Kadang-kadang pemilik ikan Siam bertempur ingin menjaga Betta jantan mereka di tangki yang lebih besar dengan ikan lain yang memiliki persyaratan serupa dalam hal suhu air dan alkalinitas. Laki-laki dapat ditempatkan di tangki besar dengan ikan komunitas lainnya; Namun, banyak penelitian yang harus dilakukan sebelum melakukan hal ini karena tidak semua ikan cocok dengan Betta jantan. Ikan yang menyerupai Betta laki-laki lain dalam warna atau dalam bentuk dan panjang sirip mereka cenderung dilecehkan atau dihadapkan oleh ikan cupang jantan. Mungkin juga untuk Betta jantan untuk menjadi target ikan agresif lain dalam komunitas akuarium dan memiliki sirip panjang mereka digigit atau terluka parah. Kesulitan dalam menemukan pasangan tangki yang kompatibel untuk jenis ikan tertentu ini adalah mengapa jantan spesies umumnya dijaga sendiri.

Berapa Besar Tangki yang Harus dimiliki Ikan Cupang?
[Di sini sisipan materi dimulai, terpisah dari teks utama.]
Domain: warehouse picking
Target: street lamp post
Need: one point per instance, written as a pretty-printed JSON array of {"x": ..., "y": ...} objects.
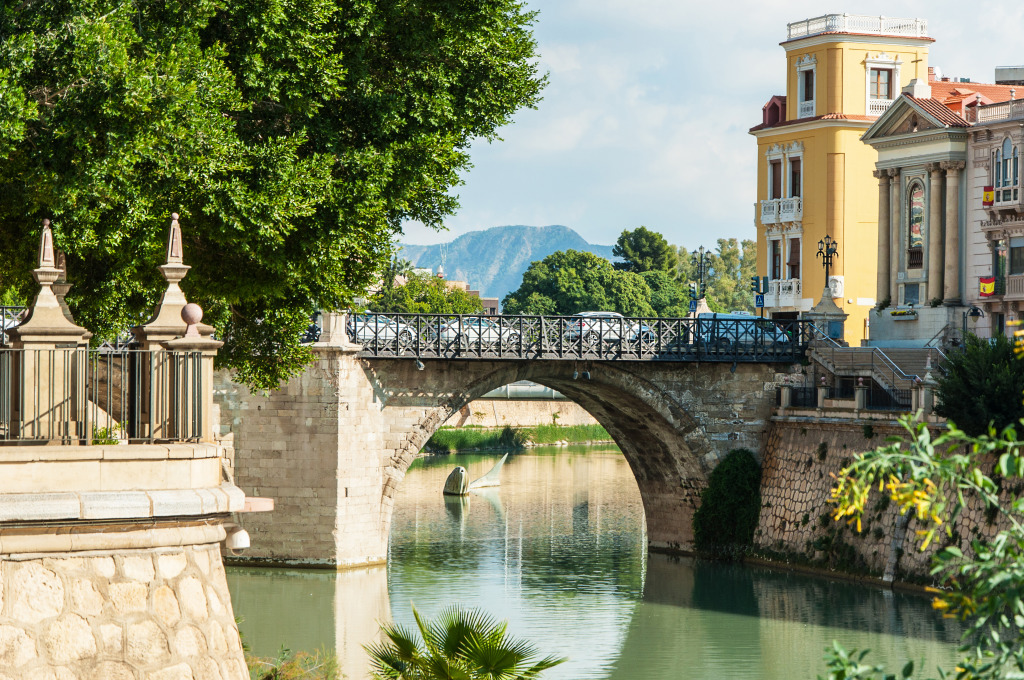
[
  {"x": 826, "y": 250},
  {"x": 699, "y": 259}
]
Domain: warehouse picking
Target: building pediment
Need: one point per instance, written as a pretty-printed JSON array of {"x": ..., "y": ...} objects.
[{"x": 908, "y": 116}]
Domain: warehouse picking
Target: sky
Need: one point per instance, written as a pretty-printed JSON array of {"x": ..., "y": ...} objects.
[{"x": 646, "y": 115}]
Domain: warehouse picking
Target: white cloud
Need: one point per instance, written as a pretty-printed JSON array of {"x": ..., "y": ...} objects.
[{"x": 646, "y": 117}]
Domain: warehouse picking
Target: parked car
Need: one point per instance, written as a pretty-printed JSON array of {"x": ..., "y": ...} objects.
[
  {"x": 608, "y": 327},
  {"x": 368, "y": 328},
  {"x": 738, "y": 331},
  {"x": 476, "y": 331}
]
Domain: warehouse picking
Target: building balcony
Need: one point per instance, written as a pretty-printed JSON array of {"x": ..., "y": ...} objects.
[
  {"x": 879, "y": 26},
  {"x": 774, "y": 211},
  {"x": 791, "y": 210},
  {"x": 1004, "y": 111},
  {"x": 783, "y": 293},
  {"x": 879, "y": 107}
]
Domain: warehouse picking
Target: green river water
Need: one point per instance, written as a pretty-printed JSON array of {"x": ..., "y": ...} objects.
[{"x": 559, "y": 551}]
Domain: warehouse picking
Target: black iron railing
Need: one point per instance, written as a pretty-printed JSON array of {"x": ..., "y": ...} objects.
[
  {"x": 76, "y": 395},
  {"x": 604, "y": 338}
]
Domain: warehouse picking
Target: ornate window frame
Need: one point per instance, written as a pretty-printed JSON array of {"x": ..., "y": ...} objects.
[
  {"x": 805, "y": 104},
  {"x": 881, "y": 61}
]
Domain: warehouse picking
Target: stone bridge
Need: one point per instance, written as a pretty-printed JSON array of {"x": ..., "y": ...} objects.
[{"x": 333, "y": 444}]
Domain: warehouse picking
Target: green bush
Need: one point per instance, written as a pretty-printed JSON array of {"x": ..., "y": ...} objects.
[
  {"x": 982, "y": 385},
  {"x": 730, "y": 505}
]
Jika Anda mencari tangki untuk ikan Siam Anda, maka Anda pasti telah melihat cangkir kecil yang digunakan toko hewan peliharaan untuk menampung ikan mereka. Cangkir-cangkir ini digunakan karena ini adalah cara yang terjangkau untuk memastikan bahwa jantan spesies tidak berkelahi dan betina dari spesies tidak kawin dengan pejantan. Sementara ikan siam Siam mampu bertahan hidup di daerah-daerah yang sangat kecil ini mereka tidak senang di dalamnya untuk waktu yang lama dan ketika mereka menjadi tidak bahagia warna mereka akan menjadi redup dan mereka akan menjadi lesu. Saat membawa pulang ikan cupang Anda sendiri, penting untuk menggunakan aturan dua belas galon. Rata-rata ikan jantan Siam bertempur paling bahagia dengan tangki yang menahan setidaknya 12 galon air. Hal ini memungkinkan ikan untuk tumbuh secara maksimal sementara juga memiliki banyak ruang untuk berenang dan bersembunyi di gua-gua hias atau kehidupan tanaman. Sementara 12 galon adalah ukuran minimum yang lebih baik untuk ikan, banyak orang memilih untuk menggunakan desktop yang lebih kecil seperti akuarium di mana ikan mereka masih berkembang.